1 中国科学院合肥物质科学研究院安徽光学精密机械研究所, 中国科学院环境光学与技术重点实验室, 安徽合肥 230031; 2 中国科学技术大学, 安徽合肥 230036

收稿日期:2020-10-28 修回日期:2021-02-04 出版日期:2021-05-28 发布日期:2021-05-28
通讯作者: E-mail: sifuqi@aiofm.ac.cn E-mail:sifuqi@aiofm.ac.cn
作者简介:杨东上 (1994 - ), 山东烟台人, 博士研究生, 主要从事光谱分析和卫星遥感方面的研究。 E-mail: ydshang@mail.ustc.edu.cn
基金资助:
Supported by National Key R&D Project (国家重点研发计划项目, 2017YFB0503901)

Monitoring Australia′s Forest Fires Based on EMI Remote Sensing NO2 Technology

YANG Dongshang1;2, ZENG Yi1, LUO Yuhan1, ZHOU Haijin1, SI Fuqi1∗, LIU Wenqing1

1 Key Laboratory of Environmental Optics and Technology, Anhui Institute of Optics and Fine Mechanics, HFIPS, Chinese Academy of Sciences, Hefei 230031, China; 2 University of Science and Technology of China, Hefei 230026, China

Received:2020-10-28 Revised:2021-02-04 Published:2021-05-28 Online:2021-05-28

摘要/Abstract

摘要： 澳大利亚 2019–2020 年发生了大规模的森林火灾, 本次火灾在六个月的时间内烧毁了超过 800 万公顷的桉树林。利用大气痕量气体差分吸收光谱仪 (EMI) 对澳大利亚火灾期间的 NO2 变化情况进行了分析。研究发现, 2019 年 11 月, 澳大利亚东南区域的 NO2 浓度及分布相比往年同期, 出现明显的增长趋势。同时具体针对澳大利亚两大国家公园的火灾, 研究了 NO2 相对浓度的频率分布与火灾程度和频次的关系, 发现这两个地点 2019 年 11 月 NO2 的相对浓度频率也出现了明显的增高, 表明森林火灾是导致部分区域 NO2 浓度升高的主要原因。本工作的开展也证明了 EMI 在重大污染事件监测上的可行性。
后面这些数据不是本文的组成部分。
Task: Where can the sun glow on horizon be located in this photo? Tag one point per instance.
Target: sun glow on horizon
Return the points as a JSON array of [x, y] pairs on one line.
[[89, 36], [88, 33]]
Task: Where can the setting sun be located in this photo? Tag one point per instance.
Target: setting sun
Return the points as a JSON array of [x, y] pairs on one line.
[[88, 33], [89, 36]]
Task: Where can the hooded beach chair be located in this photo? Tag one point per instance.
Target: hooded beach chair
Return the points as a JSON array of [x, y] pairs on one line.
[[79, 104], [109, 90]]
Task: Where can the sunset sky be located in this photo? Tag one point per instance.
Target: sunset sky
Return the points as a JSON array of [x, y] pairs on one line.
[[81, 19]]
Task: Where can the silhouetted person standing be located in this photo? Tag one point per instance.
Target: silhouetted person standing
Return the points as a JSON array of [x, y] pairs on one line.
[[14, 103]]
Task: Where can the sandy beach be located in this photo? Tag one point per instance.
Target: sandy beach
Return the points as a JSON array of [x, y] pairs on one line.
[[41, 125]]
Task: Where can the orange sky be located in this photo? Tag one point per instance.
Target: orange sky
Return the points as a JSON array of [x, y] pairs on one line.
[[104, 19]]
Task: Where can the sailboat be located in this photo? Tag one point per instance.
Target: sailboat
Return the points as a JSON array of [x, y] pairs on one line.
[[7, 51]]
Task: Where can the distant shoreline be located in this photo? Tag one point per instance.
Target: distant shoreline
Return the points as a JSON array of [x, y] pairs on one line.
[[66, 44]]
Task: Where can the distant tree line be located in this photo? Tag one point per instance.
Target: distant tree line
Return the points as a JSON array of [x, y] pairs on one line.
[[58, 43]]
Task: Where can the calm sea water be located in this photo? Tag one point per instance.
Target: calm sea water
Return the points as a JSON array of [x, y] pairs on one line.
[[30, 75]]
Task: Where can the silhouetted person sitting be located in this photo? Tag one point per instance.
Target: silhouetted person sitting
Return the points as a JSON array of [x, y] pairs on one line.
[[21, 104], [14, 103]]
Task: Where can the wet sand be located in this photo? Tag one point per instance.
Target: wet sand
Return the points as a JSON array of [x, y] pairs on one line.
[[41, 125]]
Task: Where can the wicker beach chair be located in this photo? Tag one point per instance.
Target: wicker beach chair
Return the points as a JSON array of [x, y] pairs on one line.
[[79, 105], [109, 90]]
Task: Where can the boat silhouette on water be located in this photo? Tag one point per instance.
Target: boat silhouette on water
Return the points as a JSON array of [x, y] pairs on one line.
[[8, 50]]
关键词: 大气痕量气体差分吸收光谱仪, 澳大利亚森林火灾, NO2 垂直柱浓度, 火灾频次

Abstract: A large-scale forest fire occurred in Australia in 2019–2020, which burned more than 8 million hectares of eucalyptus forest in six months. In this work, the variation of NO2 during the Australian fire was studied by the environmental trace gases monitoring instrument (EMI). It was found that in November 2019, the NO2 concentration and distribution in southeastern Australia showed a significant increase compared with the same period in previous years. In addition, aiming at the fires in Australia′s two major national parks, the correlation between the frequency distribution of NO2 relative concentration and the degree as well as frequency of fires was studied. It was found that the frequency distribution of NO2 relative concentration in the two places also increased significantly in November 2019, indicating that forest fire is the main reason for the increase of NO2 concentration in these regions. At the same time, this work also proves the feasibility of EMI in monitoring major pollution events.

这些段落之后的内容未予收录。